Ter participado desde 1992 como musicista da “La artística” da cidade de Buñol, Valencia (Espanha), uma banda de prestígio internacional, marcou a vida e a carreira de Elizabeth. Nesta etapa, teve a oportunidade de experimentar os benefícios da prática coletiva de música nos ensaios e concertos da banda.

Também ter mudado para o Brasil em 2009, para integrar o Projeto Guri – do qual foi, primeiro, coordenadora da área de sopro-madeira e, depois, assessora pedagógica – possibilitou-lhe continuar o trabalho como educadora musical e aprofundar os conhecimentos sobre o ensino coletivo de instrumentos, no âmbito da atenção a crianças em situação de risco de exclusão social.

“Só uma prática educacional musical de qualidade pode levar a transformações sociais, pois, sem a dimensão estética, o desenvolvimento de habilidades artísticas e a aquisição de novos conhecimentos, não há transformação”, defende Elizabeth.

A pesquisadora tem visto um interesse crescente pela música comunitária e pelo ensino coletivo de instrumentos nos últimos anos.
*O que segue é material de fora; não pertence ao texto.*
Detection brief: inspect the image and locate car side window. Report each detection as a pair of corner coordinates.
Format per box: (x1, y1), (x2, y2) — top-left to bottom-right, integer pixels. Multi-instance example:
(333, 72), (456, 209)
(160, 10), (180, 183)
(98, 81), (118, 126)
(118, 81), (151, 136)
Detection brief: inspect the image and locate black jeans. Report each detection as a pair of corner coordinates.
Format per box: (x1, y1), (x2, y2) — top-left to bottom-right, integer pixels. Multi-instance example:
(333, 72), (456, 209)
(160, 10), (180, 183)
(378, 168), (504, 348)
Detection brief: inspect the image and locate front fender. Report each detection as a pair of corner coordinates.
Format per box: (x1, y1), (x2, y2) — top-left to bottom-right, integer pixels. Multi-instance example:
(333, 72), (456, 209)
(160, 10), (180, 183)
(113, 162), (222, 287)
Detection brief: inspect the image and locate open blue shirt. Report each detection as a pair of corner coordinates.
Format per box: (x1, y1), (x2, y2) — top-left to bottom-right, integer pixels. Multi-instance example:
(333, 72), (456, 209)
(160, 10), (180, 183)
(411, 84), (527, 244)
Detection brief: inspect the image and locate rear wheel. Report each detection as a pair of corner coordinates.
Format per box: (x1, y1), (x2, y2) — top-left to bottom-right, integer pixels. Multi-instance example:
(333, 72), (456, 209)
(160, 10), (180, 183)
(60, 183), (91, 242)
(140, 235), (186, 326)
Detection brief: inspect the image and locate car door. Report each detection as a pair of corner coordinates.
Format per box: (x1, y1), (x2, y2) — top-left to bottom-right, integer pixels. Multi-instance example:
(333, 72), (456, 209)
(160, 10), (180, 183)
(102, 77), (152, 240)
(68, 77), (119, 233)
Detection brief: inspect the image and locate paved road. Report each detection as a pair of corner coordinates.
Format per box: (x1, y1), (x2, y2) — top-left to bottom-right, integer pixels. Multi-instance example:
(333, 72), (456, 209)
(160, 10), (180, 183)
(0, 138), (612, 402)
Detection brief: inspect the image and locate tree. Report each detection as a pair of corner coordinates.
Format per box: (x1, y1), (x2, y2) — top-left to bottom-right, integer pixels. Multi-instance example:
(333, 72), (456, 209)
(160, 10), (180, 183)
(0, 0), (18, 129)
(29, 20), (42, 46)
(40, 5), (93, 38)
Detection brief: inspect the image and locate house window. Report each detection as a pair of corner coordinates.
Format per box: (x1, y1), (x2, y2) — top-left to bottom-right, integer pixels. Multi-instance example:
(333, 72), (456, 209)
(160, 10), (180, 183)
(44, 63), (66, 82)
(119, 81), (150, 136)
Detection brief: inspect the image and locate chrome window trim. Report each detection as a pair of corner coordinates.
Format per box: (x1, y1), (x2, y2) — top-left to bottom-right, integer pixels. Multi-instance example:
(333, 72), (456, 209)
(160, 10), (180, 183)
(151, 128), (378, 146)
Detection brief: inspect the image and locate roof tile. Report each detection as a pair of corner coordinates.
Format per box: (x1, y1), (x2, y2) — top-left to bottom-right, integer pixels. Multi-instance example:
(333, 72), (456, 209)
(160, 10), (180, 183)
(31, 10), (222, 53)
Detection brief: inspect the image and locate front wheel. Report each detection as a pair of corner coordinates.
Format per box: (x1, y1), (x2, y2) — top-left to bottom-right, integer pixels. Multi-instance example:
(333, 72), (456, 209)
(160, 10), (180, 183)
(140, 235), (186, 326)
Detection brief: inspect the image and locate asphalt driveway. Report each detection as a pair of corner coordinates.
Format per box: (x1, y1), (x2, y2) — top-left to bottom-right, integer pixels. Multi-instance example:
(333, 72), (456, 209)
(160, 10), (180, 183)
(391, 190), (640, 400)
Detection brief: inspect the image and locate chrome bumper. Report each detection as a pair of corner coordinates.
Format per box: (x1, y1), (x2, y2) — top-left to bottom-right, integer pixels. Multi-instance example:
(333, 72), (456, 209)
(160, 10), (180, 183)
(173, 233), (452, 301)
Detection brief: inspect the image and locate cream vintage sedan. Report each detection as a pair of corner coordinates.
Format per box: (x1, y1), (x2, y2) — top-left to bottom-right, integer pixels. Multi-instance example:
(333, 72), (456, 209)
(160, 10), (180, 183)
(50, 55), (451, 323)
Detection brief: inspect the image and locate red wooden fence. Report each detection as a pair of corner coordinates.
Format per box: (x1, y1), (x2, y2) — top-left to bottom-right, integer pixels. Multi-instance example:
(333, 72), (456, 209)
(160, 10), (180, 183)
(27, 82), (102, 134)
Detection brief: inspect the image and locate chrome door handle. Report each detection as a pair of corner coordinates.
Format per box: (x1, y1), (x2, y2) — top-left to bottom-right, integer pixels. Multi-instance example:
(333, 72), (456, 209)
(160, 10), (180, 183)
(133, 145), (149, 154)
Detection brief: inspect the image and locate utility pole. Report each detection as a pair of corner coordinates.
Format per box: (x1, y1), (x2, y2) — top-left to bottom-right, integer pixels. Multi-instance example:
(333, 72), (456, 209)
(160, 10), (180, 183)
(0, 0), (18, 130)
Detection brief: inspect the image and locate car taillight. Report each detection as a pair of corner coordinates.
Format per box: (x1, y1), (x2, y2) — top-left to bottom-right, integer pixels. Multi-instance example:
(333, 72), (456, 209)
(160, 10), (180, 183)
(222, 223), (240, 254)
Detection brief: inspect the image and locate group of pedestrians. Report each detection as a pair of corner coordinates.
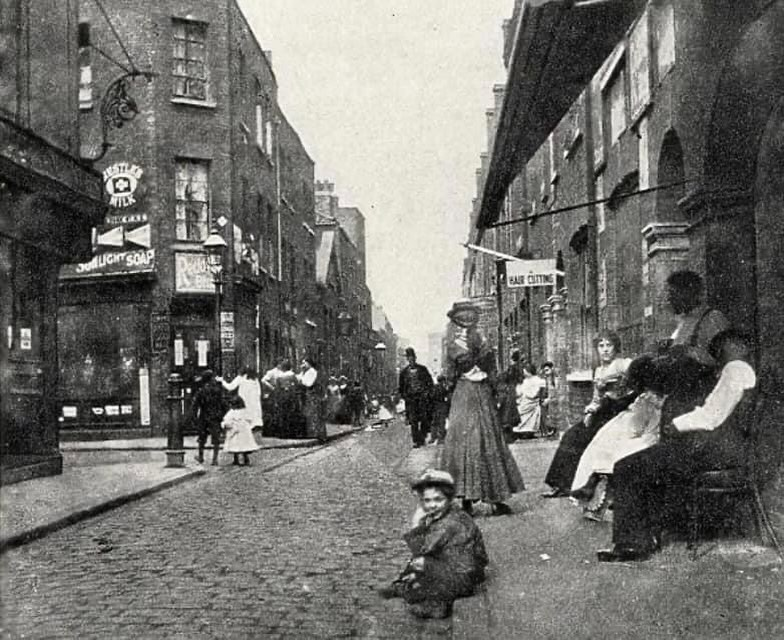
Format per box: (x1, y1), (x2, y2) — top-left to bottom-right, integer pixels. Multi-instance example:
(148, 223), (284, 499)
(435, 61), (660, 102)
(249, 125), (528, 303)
(190, 356), (334, 465)
(381, 270), (757, 618)
(191, 367), (264, 466)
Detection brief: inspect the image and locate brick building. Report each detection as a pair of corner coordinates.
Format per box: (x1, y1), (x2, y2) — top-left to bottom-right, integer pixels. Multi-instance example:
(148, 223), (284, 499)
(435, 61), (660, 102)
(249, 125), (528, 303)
(466, 0), (784, 528)
(316, 181), (376, 380)
(0, 0), (106, 483)
(59, 0), (315, 435)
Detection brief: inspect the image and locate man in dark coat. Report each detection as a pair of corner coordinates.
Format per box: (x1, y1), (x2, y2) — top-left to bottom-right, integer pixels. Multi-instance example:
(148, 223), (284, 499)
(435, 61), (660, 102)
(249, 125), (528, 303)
(398, 347), (433, 447)
(597, 329), (757, 562)
(192, 369), (226, 465)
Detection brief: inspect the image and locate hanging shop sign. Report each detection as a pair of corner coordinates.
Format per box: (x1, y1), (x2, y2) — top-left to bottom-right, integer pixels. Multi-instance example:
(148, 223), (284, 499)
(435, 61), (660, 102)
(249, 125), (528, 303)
(103, 162), (144, 209)
(174, 251), (215, 293)
(60, 249), (155, 278)
(220, 311), (234, 351)
(506, 260), (559, 288)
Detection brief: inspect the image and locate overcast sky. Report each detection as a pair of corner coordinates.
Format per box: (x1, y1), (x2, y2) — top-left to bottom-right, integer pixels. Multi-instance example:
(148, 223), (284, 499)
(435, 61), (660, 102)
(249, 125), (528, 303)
(239, 0), (514, 351)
Contudo, na literatura, não encontrou pesquisa sobre o ensino coletivo de instrumentos que avalie a fundo o desenvolvimento das habilidades musicais nos participantes deste tipo de prática pedagógica, especialmente quanto à percepção auditiva.
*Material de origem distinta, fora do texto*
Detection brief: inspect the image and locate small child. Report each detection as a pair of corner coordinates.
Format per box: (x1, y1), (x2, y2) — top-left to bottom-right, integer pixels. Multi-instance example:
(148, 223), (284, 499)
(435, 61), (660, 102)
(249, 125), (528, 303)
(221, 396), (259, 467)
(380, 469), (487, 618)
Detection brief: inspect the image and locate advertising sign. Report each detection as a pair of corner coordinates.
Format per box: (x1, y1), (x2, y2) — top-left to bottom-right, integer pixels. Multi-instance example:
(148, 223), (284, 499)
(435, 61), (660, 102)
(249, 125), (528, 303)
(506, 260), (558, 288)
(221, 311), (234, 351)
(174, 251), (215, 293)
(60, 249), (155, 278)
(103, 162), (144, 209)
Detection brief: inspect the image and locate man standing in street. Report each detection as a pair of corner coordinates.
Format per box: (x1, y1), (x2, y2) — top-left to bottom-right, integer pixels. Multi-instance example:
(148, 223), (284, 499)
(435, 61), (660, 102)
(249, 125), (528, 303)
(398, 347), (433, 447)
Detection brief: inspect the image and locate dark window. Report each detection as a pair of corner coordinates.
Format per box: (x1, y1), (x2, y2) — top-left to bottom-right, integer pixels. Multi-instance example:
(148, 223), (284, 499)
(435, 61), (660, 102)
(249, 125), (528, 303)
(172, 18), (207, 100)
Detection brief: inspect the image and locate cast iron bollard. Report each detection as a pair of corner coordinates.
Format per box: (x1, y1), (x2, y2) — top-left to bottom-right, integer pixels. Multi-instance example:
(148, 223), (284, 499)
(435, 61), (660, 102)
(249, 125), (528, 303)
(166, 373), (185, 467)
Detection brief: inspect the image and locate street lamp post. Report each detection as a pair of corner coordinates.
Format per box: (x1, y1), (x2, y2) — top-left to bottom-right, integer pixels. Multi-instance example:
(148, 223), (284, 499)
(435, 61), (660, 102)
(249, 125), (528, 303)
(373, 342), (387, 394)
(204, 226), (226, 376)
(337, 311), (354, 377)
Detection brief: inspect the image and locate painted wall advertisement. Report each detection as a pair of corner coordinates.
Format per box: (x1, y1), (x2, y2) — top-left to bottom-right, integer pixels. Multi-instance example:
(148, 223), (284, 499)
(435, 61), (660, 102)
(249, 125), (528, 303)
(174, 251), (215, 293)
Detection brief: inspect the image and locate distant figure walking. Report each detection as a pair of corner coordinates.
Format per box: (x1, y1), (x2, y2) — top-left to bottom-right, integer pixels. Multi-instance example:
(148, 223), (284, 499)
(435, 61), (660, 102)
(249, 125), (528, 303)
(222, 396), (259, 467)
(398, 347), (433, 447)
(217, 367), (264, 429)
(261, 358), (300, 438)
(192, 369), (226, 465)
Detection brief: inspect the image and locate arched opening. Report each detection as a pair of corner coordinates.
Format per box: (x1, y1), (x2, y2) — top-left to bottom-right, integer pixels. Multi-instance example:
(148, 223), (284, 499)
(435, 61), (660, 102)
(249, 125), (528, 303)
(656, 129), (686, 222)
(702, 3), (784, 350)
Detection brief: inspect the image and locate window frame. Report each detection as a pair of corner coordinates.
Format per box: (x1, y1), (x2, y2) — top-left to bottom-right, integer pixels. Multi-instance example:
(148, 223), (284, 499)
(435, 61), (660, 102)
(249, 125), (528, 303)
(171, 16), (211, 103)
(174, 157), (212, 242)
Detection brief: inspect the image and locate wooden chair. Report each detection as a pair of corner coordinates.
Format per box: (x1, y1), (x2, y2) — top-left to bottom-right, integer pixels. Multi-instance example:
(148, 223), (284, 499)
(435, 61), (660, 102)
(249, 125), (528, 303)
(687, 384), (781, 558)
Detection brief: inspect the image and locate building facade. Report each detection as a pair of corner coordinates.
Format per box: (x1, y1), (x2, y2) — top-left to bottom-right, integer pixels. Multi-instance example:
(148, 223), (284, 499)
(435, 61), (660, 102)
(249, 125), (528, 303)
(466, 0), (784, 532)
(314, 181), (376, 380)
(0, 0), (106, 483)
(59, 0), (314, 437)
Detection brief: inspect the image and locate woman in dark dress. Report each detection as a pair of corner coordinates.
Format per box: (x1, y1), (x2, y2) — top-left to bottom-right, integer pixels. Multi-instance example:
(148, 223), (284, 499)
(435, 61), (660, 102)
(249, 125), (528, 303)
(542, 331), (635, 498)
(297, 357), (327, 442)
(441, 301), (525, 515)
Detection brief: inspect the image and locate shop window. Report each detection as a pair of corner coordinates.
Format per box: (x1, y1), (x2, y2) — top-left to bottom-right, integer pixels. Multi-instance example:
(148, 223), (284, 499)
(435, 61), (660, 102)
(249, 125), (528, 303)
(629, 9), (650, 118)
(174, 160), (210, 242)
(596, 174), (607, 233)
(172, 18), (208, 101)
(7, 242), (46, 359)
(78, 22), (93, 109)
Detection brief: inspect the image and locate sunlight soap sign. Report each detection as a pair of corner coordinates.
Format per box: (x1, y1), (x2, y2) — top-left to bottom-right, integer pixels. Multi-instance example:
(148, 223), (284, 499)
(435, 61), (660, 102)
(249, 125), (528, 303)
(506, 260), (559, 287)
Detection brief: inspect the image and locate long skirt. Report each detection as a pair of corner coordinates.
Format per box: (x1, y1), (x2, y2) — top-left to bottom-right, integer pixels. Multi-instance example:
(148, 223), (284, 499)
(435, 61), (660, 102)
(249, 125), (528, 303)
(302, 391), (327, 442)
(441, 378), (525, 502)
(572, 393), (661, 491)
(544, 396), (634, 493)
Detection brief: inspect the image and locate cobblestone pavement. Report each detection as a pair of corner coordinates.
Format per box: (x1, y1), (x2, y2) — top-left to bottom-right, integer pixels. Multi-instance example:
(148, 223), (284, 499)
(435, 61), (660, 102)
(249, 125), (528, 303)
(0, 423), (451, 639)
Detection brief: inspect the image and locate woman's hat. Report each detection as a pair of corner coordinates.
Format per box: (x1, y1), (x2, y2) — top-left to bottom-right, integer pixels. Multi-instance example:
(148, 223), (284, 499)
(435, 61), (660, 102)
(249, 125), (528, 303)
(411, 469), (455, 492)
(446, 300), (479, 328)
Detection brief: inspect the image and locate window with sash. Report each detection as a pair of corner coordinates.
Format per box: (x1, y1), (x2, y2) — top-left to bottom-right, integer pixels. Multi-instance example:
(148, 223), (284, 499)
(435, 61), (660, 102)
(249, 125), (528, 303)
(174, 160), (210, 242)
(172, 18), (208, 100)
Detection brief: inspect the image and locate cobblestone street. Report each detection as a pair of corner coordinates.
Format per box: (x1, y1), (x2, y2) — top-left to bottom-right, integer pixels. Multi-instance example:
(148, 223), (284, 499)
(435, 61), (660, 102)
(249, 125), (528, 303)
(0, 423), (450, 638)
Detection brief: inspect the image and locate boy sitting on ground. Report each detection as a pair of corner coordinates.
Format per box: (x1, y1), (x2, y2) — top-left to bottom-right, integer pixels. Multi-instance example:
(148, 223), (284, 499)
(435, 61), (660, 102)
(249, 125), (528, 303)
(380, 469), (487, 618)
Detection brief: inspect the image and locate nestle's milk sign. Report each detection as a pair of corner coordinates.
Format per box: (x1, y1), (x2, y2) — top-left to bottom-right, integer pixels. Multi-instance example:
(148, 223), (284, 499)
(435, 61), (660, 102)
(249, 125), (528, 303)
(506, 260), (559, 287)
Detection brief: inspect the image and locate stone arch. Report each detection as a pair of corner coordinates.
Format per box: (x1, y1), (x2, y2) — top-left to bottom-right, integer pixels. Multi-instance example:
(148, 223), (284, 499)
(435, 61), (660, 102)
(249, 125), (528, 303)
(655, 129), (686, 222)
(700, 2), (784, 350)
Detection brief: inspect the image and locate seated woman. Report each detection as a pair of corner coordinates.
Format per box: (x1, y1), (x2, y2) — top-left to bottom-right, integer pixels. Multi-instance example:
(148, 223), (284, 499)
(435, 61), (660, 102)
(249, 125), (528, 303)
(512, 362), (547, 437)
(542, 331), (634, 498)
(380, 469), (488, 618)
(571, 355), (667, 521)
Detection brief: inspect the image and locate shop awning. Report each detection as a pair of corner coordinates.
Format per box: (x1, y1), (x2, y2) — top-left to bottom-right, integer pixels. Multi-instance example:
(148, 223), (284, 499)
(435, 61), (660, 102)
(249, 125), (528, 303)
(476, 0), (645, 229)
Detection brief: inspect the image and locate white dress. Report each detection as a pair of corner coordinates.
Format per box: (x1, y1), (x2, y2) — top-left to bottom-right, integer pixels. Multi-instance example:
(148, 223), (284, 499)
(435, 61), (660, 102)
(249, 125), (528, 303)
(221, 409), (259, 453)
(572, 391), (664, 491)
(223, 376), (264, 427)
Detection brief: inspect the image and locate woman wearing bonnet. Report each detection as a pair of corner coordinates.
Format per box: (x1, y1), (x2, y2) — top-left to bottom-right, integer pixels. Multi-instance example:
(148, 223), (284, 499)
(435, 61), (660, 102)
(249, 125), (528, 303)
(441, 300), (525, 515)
Ainda que alguns trabalhos já tenham analisado a percepção harmônica em crianças de quatro e de cinco anos canadenses, norte-americanas e argentinas, nenhum estudo abordou as características das crianças brasileiras. Por isso, é fundamental continuar fazendo investigações deste tipo, incentiva a pesquisadora, que tentem explicar o desenvolvimento com relação a circunstâncias sociais e contextos culturais específicos no país. Os estudos sobre o tema em geral advêm de investigações estrangeiras.
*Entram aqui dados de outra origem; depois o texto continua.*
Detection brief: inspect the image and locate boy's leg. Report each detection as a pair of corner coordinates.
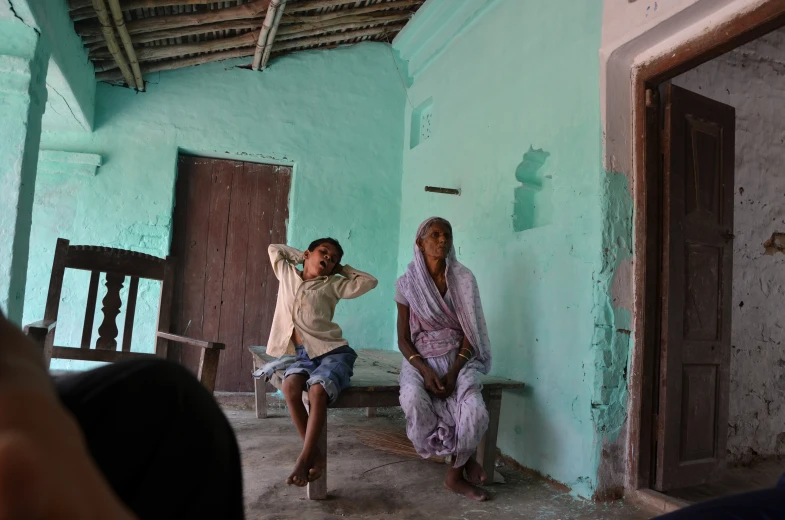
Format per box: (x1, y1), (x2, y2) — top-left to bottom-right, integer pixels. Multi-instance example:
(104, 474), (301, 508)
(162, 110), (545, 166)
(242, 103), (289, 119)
(283, 374), (308, 440)
(286, 385), (328, 487)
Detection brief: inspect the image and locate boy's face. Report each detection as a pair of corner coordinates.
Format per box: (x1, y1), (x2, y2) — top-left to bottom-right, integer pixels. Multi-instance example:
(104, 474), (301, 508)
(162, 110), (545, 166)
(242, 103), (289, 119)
(303, 242), (340, 276)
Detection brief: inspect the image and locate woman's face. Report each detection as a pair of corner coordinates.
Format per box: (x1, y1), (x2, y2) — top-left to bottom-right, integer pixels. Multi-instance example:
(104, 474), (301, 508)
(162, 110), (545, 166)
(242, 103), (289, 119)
(417, 222), (452, 260)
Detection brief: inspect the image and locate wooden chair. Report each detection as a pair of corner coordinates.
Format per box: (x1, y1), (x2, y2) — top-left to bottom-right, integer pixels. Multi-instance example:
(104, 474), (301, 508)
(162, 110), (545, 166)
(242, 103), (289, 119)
(25, 238), (225, 392)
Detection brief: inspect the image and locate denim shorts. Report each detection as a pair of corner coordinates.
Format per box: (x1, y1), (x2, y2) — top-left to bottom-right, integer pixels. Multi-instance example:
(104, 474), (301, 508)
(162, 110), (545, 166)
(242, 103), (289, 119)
(284, 345), (357, 403)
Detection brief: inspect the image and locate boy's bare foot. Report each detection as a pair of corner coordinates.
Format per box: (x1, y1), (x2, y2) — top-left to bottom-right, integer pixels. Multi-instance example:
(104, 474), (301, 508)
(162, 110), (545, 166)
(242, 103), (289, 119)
(286, 456), (310, 487)
(286, 451), (325, 487)
(308, 453), (326, 482)
(464, 457), (488, 486)
(444, 468), (488, 502)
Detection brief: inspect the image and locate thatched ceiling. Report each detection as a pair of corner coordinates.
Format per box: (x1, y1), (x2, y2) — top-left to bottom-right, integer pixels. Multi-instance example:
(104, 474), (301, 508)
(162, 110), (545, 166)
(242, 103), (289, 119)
(68, 0), (425, 90)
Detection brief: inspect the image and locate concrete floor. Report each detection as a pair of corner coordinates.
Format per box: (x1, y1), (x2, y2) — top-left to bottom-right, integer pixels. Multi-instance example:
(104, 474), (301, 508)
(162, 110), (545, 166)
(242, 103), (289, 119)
(226, 408), (652, 520)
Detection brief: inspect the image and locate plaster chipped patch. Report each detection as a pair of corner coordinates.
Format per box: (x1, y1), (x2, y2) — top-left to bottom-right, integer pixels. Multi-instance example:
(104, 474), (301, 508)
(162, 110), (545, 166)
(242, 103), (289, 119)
(0, 54), (31, 94)
(763, 231), (785, 255)
(512, 145), (552, 232)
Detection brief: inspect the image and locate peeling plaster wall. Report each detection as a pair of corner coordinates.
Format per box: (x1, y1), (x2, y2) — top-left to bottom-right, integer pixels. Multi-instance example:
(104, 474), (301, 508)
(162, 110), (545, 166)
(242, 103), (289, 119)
(24, 43), (404, 369)
(673, 29), (785, 462)
(398, 0), (616, 496)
“Procuramos ajudar na compreensão de alguns aspectos que podem colaborar para uma instrução adequada, sem renunciar a aspectos da harmonia musical nestas idades”, afirma Elizabeth, que é professora-associada na Universitat de València. “Que este estudo sirva de marco para trabalhos longitudinais acerca da percepção em geral e a percepção harmônica em particular de crianças brasileiras.”

 

Um celeiro de músicos-mirins

O projeto Guri foi criado em 1995 pela Secretaria de Cultura do Estado de São Paulo e desenvolvido por duas organizações sociais de cultura: a Santa Marcelina Cultura e a Associação Amigos do Projeto Guri (AAPG). É considerado o maior projeto sociocultural do Brasil, atendendo anualmente, somente na AAPG, a cerca de 50 mil crianças, na faixa etária de seis a 18 anos, em 410 polos de 320 municípios do Estado, incluindo as unidades da Fundação CASA.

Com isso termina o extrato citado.